Chapter 4 digs into what passes as the heart of conservation for many people, the idea of sustainability. As an overall goal, I suggest, sustainability is sorely lacking, and not merely because it is so vague about what is being sustained (a frequent complaint). To rally around sustainability is to turn our backs on a good many conservation lessons accumulated over the past century at high cost. Merely to catalogue the leading lessons of the past century—a worthwhile task, for those who haven’t done it—is to see how vacuous sustainability really is. As a guiding vision sustainability is uninspiring and blurred; its popularity a sign of intellectual amnesia. We can do far better.

Chapter 5 shifts gears, moving from firm but friendly criticism to the task of reconstruction. If conservation is not about sustainability, what, then, is its purpose? To address that question, I turn to the challenge of land management, trying to determine what constitutes good land use. The relevant factors, it turns out, are many, and as we dissect them the subject becomes increasingly complex. Once the pieces are teased apart and labeled, it is possible to isolate the role that science properly plays and to specify how utility, ethics, aesthetics, and human ignorance all fit into the mix. To take an all-things-considered look at good land use is to see how intellectually demanding conservation really is. It is also to see why well-considered strategies and aims, linked to cultural change, are essential.

In chapter 6 I propose six core tasks for the conservation cause to address, starting with the call for a clearer overall goal. I conclude, looking ahead, with “A Conservation Message to the American People.”

At the end of the book is an annotated bibliography of writings on conservation’s critique of modern culture.
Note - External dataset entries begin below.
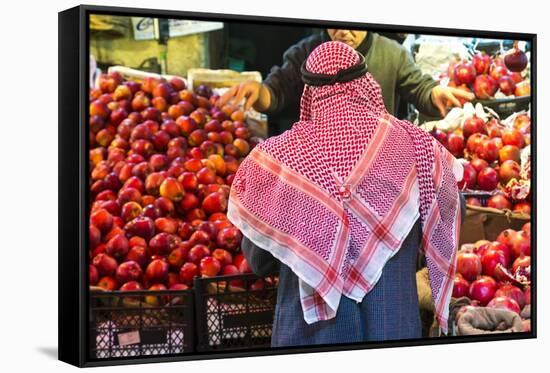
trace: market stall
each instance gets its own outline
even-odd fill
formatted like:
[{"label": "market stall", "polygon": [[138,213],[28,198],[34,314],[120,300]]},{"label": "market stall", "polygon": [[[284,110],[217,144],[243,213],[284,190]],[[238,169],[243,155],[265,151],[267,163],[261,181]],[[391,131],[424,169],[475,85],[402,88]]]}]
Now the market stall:
[{"label": "market stall", "polygon": [[[473,91],[475,106],[419,124],[465,170],[453,302],[468,298],[463,311],[507,309],[528,328],[531,118],[523,56],[479,52],[442,67],[442,84]],[[195,67],[179,77],[111,66],[90,90],[93,358],[270,345],[277,277],[251,273],[242,234],[226,216],[239,164],[267,136],[268,122],[219,105],[224,89],[262,77]]]}]

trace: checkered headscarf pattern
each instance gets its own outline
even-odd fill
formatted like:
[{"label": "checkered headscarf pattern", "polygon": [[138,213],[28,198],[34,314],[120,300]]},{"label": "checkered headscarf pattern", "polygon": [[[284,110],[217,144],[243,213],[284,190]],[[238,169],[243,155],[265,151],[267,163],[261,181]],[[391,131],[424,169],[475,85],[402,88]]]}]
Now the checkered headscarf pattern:
[{"label": "checkered headscarf pattern", "polygon": [[[358,61],[346,44],[328,42],[306,68],[334,75]],[[342,295],[361,301],[420,217],[444,327],[460,221],[454,162],[427,133],[387,113],[370,74],[306,85],[300,121],[239,167],[228,216],[298,275],[308,323],[333,318]]]}]

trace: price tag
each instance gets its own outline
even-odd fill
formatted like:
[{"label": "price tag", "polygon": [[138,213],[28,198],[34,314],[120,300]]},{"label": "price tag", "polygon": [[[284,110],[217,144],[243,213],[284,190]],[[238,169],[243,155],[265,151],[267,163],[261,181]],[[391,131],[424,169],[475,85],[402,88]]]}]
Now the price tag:
[{"label": "price tag", "polygon": [[127,333],[120,333],[118,335],[118,344],[119,346],[128,346],[137,344],[140,342],[139,331],[133,330]]}]

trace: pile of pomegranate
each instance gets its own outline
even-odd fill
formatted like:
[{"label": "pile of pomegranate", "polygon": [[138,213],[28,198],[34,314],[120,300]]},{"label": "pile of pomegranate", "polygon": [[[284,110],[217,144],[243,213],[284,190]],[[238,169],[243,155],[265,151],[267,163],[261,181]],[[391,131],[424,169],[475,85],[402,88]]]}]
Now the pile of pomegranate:
[{"label": "pile of pomegranate", "polygon": [[[461,190],[491,192],[483,205],[530,214],[530,162],[521,159],[522,150],[531,143],[530,131],[528,114],[515,116],[511,126],[497,118],[485,121],[474,115],[461,128],[449,133],[435,128],[431,134],[464,160]],[[477,197],[468,198],[467,203],[482,206]]]},{"label": "pile of pomegranate", "polygon": [[184,290],[197,276],[251,272],[225,213],[235,172],[261,140],[217,99],[178,78],[101,75],[89,109],[90,285]]},{"label": "pile of pomegranate", "polygon": [[467,307],[503,308],[517,314],[531,304],[531,223],[519,231],[506,229],[493,242],[462,245],[452,296],[470,298],[472,305]]},{"label": "pile of pomegranate", "polygon": [[511,49],[504,56],[491,57],[485,52],[476,53],[471,60],[451,62],[447,68],[448,86],[473,92],[480,100],[495,96],[529,96],[531,86],[522,71],[527,56]]}]

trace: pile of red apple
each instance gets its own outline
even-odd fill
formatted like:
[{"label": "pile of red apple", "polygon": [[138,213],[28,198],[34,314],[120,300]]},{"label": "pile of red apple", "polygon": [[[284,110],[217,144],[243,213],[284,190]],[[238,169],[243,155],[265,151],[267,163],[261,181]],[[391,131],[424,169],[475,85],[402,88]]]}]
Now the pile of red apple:
[{"label": "pile of red apple", "polygon": [[[521,150],[531,142],[530,130],[531,119],[527,114],[517,115],[511,127],[496,118],[486,122],[474,115],[453,132],[436,128],[431,133],[455,157],[466,160],[464,178],[459,183],[461,190],[498,191],[487,200],[488,207],[530,214],[529,191],[523,194],[509,191],[511,184],[530,179],[530,175],[522,172],[520,159]],[[476,197],[469,198],[467,203],[482,205]]]},{"label": "pile of red apple", "polygon": [[260,139],[217,99],[178,78],[117,73],[91,90],[90,285],[184,290],[197,276],[250,272],[225,213],[235,172]]},{"label": "pile of red apple", "polygon": [[[468,297],[471,307],[521,313],[531,303],[531,223],[506,229],[496,241],[462,245],[457,254],[453,297]],[[460,314],[460,313],[459,313]]]},{"label": "pile of red apple", "polygon": [[524,80],[521,73],[527,66],[526,57],[525,64],[519,65],[519,71],[516,68],[518,64],[505,62],[506,57],[491,57],[485,52],[478,52],[471,61],[452,62],[447,69],[448,85],[473,92],[480,100],[492,99],[499,91],[504,96],[529,96],[530,83]]}]

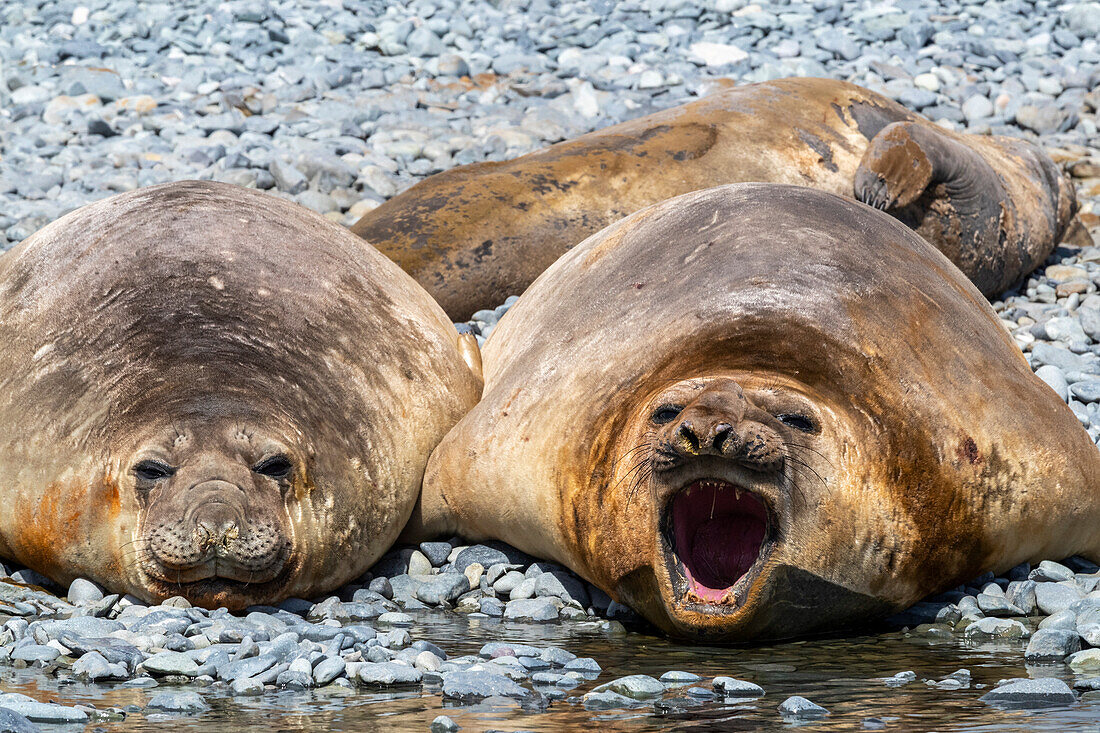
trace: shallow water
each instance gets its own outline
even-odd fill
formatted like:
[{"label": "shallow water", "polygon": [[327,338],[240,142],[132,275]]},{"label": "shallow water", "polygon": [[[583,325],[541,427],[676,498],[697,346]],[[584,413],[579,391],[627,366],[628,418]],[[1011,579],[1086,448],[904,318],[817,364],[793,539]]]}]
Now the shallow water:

My reading recommendations, inevitably idiosyncratic, center around twelve books by leading conservation voices. To engage with these books is to perceive in a whole new light not only land conservation but America’s history and culture. The conservation cause does have good ideas and serious minds. We need to use them with greater deliberation and with greater courage.

Early in the book I draw on the writings of two twentieth-century giants in conservation, Aldo Leopold and Wendell Berry. I do this because they are important, because conservation needs acknowledged leaders, and because both have so powerfully borne witness to the essential task of fostering change. Leopold and Berry, of course, are hardly the only writers who deserve study. But if we do not know these two—and in their subtle complexity, few of us probably do—then they provide logical places to start. They are invaluable polestars for anyone who would take conservation seriously.

If I am right in asserting that conservationists are too busy or otherwise disinclined to think seriously about core ideas, I invite the reader’s challenge: Why write a book on a topic that few people are likely to read? Serious conservation volumes rarely draw sizeable audiences. This one will likely fare little better, deliberately small though it is. But audiences are as important for their quality as well their size. A few thousand readers—indeed, even a few hundred, seriously engaged—are enough to change the tenor of the cause, to infuse it with new ways to think and talk.

As for the usual excuses—that working conservationists are already too busy, that their rhetoric needs to reach ordinary people where they are—they are true enough but not persuasive. Not every conservationist needs to study thoroughly the underpinnings of the movement. But some do. And those who do then need to help others understand conservation’s ecological, historical, moral, and philosophical foundations. The truth is, conservation is a highly complex undertaking. Pieces of it are easily grasped, but the whole of it emphatically is not. We should be led by amateurs—those who labor out of love. But love is no substitute for probing thought and well-crafted strategies. As for the rhetoric, it does need to remain simple and sensible. But a variety of messages meet that test, some better aimed than others. It’s the aiming that has been the problem.

Ideas have consequences. To secure good consequences, we need good ideas. To produce good ideas, we need to lean harder at the wheel.